I'd also disagree with the proposition that all journalism is supposed to be unbiased and fair. In practice, journalism is never unbiased. One can only hope for fairness. If the New York Times, The Wall Street Journal, and the Wetumpka (Alabama) Herald all send reporters to cover a Whitehouse speech by Cheney, the stories won't look anything alike. Why not? If they're all trying to be fair and unbiased, shouldn't the stories be (at least somewhat) similar? No. Each reporter has a different understanding, based on what they believe, what their audience wants to read, and a hundred other factors.
In the old days, no one spoke about an unbiased media. Papers were known for being conservative, or liberal, and people read them with that understanding. I think that's the proper way to think about the media.

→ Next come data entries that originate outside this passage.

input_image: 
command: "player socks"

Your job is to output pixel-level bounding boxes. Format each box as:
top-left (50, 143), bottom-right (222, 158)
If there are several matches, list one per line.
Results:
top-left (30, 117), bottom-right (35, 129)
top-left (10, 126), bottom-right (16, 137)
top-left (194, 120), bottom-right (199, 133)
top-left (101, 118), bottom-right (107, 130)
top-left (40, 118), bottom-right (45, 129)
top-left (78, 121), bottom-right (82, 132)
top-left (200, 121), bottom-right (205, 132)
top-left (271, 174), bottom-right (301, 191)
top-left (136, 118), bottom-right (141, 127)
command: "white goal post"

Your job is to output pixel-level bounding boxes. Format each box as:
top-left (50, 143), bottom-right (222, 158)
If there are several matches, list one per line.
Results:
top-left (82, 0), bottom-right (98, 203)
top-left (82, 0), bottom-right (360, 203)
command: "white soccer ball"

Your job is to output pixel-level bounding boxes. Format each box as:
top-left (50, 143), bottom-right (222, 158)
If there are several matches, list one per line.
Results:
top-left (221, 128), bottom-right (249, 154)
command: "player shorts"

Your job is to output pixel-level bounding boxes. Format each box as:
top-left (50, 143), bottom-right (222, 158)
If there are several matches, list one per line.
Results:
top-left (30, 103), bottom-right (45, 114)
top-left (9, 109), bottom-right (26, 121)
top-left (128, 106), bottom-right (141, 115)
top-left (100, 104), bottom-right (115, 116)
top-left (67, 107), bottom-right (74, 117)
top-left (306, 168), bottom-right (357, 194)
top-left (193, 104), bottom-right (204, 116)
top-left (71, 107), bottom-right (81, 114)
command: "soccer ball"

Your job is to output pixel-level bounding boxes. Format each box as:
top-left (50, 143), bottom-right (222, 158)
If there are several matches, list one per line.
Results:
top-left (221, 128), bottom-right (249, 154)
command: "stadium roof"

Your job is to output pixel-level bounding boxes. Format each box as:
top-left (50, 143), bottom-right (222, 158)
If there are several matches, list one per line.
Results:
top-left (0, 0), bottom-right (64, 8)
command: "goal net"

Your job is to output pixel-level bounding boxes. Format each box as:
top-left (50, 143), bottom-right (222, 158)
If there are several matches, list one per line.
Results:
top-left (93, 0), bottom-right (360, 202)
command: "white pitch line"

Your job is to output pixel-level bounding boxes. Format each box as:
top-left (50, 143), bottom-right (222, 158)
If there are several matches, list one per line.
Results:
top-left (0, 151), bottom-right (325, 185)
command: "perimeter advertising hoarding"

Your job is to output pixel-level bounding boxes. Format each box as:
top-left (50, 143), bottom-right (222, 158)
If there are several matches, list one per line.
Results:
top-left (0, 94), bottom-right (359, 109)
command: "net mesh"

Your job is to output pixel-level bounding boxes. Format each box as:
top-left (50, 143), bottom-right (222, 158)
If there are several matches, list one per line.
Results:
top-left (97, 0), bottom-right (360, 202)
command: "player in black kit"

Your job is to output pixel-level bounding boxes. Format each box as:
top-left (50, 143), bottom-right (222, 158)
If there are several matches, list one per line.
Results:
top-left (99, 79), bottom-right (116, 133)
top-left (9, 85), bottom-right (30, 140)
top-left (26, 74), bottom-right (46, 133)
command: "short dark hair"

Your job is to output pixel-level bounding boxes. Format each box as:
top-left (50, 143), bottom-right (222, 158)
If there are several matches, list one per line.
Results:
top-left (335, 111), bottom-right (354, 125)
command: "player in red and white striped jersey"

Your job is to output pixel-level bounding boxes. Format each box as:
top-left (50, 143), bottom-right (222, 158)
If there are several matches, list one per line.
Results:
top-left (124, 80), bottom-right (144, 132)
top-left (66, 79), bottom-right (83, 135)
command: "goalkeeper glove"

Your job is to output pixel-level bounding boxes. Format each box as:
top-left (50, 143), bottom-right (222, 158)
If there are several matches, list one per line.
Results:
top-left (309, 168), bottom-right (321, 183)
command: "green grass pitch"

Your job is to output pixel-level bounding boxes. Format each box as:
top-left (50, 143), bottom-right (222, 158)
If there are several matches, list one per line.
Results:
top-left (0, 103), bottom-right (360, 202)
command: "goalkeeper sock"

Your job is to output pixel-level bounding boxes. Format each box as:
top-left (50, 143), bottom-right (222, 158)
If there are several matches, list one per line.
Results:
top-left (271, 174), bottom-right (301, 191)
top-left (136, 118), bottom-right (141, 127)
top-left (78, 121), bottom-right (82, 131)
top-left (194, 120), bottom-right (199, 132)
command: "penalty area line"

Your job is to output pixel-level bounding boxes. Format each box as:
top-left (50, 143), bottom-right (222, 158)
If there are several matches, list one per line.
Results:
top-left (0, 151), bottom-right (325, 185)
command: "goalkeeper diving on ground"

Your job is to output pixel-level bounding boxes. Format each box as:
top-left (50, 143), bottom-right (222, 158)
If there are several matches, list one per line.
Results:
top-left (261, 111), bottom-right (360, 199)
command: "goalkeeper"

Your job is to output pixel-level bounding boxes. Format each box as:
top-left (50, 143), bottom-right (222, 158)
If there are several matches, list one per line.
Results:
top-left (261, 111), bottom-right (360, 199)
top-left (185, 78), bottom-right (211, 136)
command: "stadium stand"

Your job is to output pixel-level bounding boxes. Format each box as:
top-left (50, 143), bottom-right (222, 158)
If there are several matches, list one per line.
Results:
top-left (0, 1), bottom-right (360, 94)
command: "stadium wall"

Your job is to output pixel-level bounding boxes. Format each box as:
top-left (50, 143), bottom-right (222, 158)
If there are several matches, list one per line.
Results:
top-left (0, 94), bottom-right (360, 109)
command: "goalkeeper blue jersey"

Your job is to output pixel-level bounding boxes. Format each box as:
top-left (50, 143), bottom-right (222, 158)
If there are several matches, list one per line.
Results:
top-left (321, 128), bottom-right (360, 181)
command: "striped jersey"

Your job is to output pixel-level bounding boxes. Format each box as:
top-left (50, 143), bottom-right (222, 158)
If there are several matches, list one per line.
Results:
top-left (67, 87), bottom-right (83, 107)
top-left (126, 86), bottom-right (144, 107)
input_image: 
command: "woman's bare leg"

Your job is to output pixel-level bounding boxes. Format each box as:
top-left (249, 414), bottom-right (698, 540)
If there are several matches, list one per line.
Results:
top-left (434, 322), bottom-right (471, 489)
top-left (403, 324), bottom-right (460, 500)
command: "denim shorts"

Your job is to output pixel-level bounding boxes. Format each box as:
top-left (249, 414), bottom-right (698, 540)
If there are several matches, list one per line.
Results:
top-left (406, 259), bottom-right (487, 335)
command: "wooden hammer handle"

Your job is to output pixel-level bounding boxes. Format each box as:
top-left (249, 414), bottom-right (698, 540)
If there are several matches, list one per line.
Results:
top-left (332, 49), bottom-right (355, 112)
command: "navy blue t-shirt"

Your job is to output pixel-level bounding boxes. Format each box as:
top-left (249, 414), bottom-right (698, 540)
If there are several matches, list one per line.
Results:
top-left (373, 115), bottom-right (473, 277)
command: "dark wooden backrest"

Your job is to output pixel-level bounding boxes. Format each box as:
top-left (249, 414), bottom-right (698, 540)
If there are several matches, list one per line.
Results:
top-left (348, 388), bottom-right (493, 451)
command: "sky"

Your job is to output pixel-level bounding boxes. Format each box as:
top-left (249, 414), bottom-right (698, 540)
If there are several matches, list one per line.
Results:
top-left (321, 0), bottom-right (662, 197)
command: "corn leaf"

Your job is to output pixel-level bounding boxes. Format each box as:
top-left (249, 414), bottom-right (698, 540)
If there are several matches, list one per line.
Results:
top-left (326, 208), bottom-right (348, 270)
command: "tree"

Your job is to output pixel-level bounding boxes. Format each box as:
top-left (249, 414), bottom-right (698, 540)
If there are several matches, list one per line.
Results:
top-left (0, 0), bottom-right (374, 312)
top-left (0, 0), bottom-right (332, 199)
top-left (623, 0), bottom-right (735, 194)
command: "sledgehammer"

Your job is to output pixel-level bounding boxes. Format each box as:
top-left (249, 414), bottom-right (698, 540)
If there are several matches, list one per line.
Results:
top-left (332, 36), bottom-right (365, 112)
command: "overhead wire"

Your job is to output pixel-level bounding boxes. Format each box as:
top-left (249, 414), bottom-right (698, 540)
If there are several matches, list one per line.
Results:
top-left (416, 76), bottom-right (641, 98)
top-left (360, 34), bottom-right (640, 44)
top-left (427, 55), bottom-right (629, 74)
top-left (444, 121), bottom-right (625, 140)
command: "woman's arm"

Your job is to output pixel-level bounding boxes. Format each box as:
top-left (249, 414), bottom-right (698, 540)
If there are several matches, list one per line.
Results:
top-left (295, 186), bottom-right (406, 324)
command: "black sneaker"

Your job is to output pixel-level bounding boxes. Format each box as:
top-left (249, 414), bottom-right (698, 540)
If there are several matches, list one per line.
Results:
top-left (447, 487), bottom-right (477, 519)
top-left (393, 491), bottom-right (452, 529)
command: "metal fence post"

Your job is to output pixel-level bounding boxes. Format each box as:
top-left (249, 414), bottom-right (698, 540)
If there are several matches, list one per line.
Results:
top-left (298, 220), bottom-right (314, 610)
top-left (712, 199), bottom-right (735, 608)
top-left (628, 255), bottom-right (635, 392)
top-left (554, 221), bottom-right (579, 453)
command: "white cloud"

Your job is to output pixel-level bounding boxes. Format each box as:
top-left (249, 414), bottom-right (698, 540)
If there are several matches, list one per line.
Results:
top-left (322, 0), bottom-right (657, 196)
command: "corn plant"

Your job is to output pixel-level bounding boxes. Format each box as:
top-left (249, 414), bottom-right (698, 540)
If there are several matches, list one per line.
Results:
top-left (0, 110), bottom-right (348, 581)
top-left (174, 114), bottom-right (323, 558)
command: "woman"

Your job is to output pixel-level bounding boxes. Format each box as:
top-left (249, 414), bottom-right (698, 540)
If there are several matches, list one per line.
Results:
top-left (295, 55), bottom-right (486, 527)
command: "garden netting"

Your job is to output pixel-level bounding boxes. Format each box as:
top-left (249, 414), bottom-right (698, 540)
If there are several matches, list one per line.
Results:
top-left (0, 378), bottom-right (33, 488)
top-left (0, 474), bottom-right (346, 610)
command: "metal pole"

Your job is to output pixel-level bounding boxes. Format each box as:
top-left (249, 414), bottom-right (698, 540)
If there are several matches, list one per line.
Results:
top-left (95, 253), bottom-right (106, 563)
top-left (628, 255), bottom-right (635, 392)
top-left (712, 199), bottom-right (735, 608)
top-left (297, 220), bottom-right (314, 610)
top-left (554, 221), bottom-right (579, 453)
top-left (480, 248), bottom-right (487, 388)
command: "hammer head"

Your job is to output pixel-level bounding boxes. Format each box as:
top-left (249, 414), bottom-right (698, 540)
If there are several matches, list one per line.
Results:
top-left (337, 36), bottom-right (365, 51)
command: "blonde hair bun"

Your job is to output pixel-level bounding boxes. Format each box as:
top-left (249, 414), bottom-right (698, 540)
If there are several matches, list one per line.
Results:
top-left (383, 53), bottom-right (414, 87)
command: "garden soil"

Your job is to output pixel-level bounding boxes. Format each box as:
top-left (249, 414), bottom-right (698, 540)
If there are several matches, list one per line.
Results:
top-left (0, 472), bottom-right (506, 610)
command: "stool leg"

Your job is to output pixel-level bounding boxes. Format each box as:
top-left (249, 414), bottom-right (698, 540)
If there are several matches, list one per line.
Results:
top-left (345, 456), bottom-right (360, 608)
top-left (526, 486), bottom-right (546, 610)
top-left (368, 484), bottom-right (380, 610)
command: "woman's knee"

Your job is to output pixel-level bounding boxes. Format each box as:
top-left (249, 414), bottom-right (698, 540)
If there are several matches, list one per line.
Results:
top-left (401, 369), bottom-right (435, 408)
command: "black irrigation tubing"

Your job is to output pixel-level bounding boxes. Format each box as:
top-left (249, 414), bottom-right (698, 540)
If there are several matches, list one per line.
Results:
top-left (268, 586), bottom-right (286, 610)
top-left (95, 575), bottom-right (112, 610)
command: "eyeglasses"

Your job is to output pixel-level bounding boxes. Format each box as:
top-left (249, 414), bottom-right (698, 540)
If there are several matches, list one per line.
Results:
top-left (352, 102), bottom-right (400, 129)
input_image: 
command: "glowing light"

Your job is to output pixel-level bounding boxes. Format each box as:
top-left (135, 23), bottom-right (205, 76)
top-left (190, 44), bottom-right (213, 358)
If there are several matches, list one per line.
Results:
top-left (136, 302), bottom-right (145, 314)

I actually think it's funny, in some ways, that your journalism profs emphasize reporting news without slant or bias. Watching from Canada, I think the US media are so obviously biased and so obviously slanted that I can't believe any journalism school in the US teaches anything like fairness in reportage. It just isn't common US media practice.
I'm sorry for sounding so strident. I think Greenwald — and several others mentioned above — are fine writers and journalists. Everyone at Fox News, on the other hand, would fail Journalism 101... But not for being biased. For being stupid. I mean, really... O'Reilly never lets a fact get in the way of his opinion.
The real difference between blogs and traditional newspapers is that with newspapers, editors stand between the writer and publication. The editing process, and back and forth in a traditional newsroom, usually makes for better writing. The best bloggers often have editors (like Greenwald, I imagine), or they're so talented they can overcome this limitation.
::::climbing down::::
And yeah, I have two degrees, and one of them is in journalism.
Posted by: Richard | June 29, 2007 8:45 AM
David is right. There is a large subset of blogs that perform real journalism, in any traditional sense of the word (think Cronkite/Murrow). You can't tar them all with the sins of the Winer/Scoble/Thurrott wankosphere. Even in tech -- consider Macintouch, for one off the top of my head.Um, that would be what is known as a very, very, small subset of the "blogosphere". The vast majority of it is an echo chamber that only exists to recirculate whatever is at the top of the list on Digg and Techmeme.
And Macintouch is nothing but a PR / User comment reflector/aggregator, so I fail to see how it even comes close to "journalism" on any level.
Posted by: John C. Welch | June 29, 2007 9:47 AM
That would be what we call Sturgeon's Law. Ninety percent of EVERYTHING is crap. And that applies to mainstream media as well as to the blogosphere. There is also, then, Zen's Corollary to Sturgeon's Law. (Sturgeon was an Optimist.)
I agree that 'unbiased reporting' is no longer a part of 'mainstream media' in this country or in any other - the vast majority of those media outlets are owned by large corporations, all of whom have their own particular agendas, and aren't going to let truth get in the way of that. That said, there ARE still major media outlets that come close to a fair and balanced treatment of most news - the Christian Science Monitor comes to mind, ironically enough.
In the end, when following ANY information source, evaluating its probable accuracy can be summed up in three words. "Follow the Money".
-j
Posted by: Jaime | June 29, 2007 11:41 AM
In the end, when following ANY information source, evaluating its probable accuracy can be summed up in three words. "Follow the Money"
Or the blogger corollary: Why do they care?